I wrote a piece available here on Prop 8's appeal and the AG race. I suggest that we should fear a Cooley win, as that would reduce the likelihood of SCOTUS being able to dismiss the case on standing grounds. (Note - the piece talks about 9th Cir. judges who "will rule on the appeal." It should read "the judges who will *probably* rule" on the appeal, since the name of panel members are suspected, but not officially named).
David Cruz wrote an extremely thorough response explaining why my fear that Cooley will be given standing, were he to be elected, is misplaced. I actually agree completely with David's analysis. However, to play devil's advocate - partially because I'm a lawyer (officially passed the bar - woohoo), and partially because I have a tendency towards paranoia that would make a Tea Partier proud - I now respond.
David presents a balanced view of the matter, pointing us to 28 USC 2403(b) (which I would never have found with my own feeble Fed Courts knowledge). The statute (a) allows a state to intervene when the constitutionality of a statute is in question and the "State . . . or employee thereof is not a party" (b) "permit[s] the State to intervene for presentation of evidence . . . and for argument on the question of constitutionality." and (c) the state has "all the rights of a party and [is] subject to all liabilities of a party as to court costs to the extent necessary for a proper presentation of the facts and law relating to the question of constitutionality."
To summarize David's main points (he has other, excellent ones), he points to (a), to make the point that the statute does not contemplate intervention when the state voluntarily chose not to appeal, and to (b) and (c) to note that the state is not actually a party under this statute, but rather intervenes with limited rights. He also notes that it is unclear who would get the final call on intervening - Gov. Jerry Brown or A.G. Cooley - and that there is a question of the interaction of the statute with the Federal Rules of Appellate procedure that would not allow this intervention.
Presuming that the statute trumps the Federal Rule of App. Procedure (an issue about which I have absolutely no knowledge), I still fear that the statute is subject to a reading that would allow the AG to intervene against Prop. 8. Three questions arise: should we read the statute to allow standing? Would it be constitutional in that case? And who gets to intervene - the Governor or the AG?
First, I look to the statute. The statute under one reading, may actually purport to *bestow* standing. I am troubled by the language "intervene" in 2403(b). That word seems to make the issue more ambiguous: surely the statute could have avoided the word, just saying a state could "present evidence . . . [and] argument." Instead, it uses the term of art, "intervene." Moreover, given that the statute says that the state has "all the rights of a party" one wonders what Congress is getting at. Surely, the rights are not to be limited - the unlimited nature of the "rights" should be contrasted with the discussion of "liabilities" in the very next breath, which are *explicitly* limited.
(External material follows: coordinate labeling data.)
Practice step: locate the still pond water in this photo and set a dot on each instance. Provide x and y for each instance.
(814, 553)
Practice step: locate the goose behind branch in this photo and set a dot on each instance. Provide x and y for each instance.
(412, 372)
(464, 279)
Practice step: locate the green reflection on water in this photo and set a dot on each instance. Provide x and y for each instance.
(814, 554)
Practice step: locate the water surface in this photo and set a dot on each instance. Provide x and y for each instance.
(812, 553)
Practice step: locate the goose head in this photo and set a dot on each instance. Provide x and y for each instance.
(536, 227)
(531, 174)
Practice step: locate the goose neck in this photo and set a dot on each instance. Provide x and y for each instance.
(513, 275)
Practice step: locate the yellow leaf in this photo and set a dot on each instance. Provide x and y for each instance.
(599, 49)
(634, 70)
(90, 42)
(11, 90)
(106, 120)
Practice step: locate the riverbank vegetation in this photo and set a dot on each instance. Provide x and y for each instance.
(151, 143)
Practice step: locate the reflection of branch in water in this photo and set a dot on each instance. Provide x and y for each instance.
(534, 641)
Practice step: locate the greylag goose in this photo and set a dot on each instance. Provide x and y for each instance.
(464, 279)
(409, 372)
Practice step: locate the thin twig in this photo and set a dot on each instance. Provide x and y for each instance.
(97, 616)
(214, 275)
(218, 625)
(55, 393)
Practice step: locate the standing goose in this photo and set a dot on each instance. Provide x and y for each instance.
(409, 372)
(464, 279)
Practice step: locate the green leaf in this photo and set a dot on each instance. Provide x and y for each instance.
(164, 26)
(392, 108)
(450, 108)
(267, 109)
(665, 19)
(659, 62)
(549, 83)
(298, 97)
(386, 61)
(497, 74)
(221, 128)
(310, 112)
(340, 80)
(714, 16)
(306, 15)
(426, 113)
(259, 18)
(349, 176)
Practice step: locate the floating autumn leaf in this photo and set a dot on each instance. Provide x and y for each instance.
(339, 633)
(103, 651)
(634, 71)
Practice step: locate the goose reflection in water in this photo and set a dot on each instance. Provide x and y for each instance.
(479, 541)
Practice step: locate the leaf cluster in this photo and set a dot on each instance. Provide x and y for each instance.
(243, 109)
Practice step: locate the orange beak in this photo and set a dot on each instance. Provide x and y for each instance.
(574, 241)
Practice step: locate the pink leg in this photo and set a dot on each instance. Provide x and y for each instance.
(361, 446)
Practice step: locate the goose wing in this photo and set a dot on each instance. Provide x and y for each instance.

Thus, if the state has all the rights of a party, one may say that Congress wants a court to presume that the state IS a party when deciding the question of standing (Note that the "too the extent necessary" language which concludes the sentence is not set off by a comma and therefore applies only to the "liabilities" language, as Justice Scalia would remind us). Thus, the "rights" of the state party, once it is before the court, may now include the right to judgment and redress if the concrete/particularized, causation, and redressability requirements of standing are met.
Beyond the language, David looks to the purpose of the statute to glean its meaning. Yet, this is also not clear from the text. Fundamentally, the statute appears directed at the fact that defending the constitutionality of a statute is an important state interest. How large is that interest? Is it large enough to allow a state to reenter a fray after dropping out? Without reviewing the history, I don't we know.
If the statute does give standing, we face the constitutional issue - can Congress give states this right to jump back into a case with standing - well, again, who knows! Defenders of Wildlife of course has an unsatisfying footnote that apparently recognizes *some* power in Congress to create constitutional standing. Furthermore, this could always be the revenge of Massachusetts v. EPA. I can imagine the opinion of certain unnamed Justices now. "States are special? Well, we'll show you just how special they are!" (Bennett v. Spear for example, shows that some standing "hawks" on the Court may be malleable on standing principles depending on the question to be reached.).
Finally, as to whether the AG or the Governor gets to intervene. I think that that may be an issue of state law. But insofar as the federal statute seems to have anything to say about it, the state AG is notified, and a quick glance at the Westlaw commentary on the statute seems to show that courts give deadlines specifically to the state AG.
There are numerous presumptions above that show my limited knowledge - and as I said, my entire argument is based on a statute that I knew nothing about until David referred us to it. But I'm glad to have learned what I have so far - and hope to learn some more!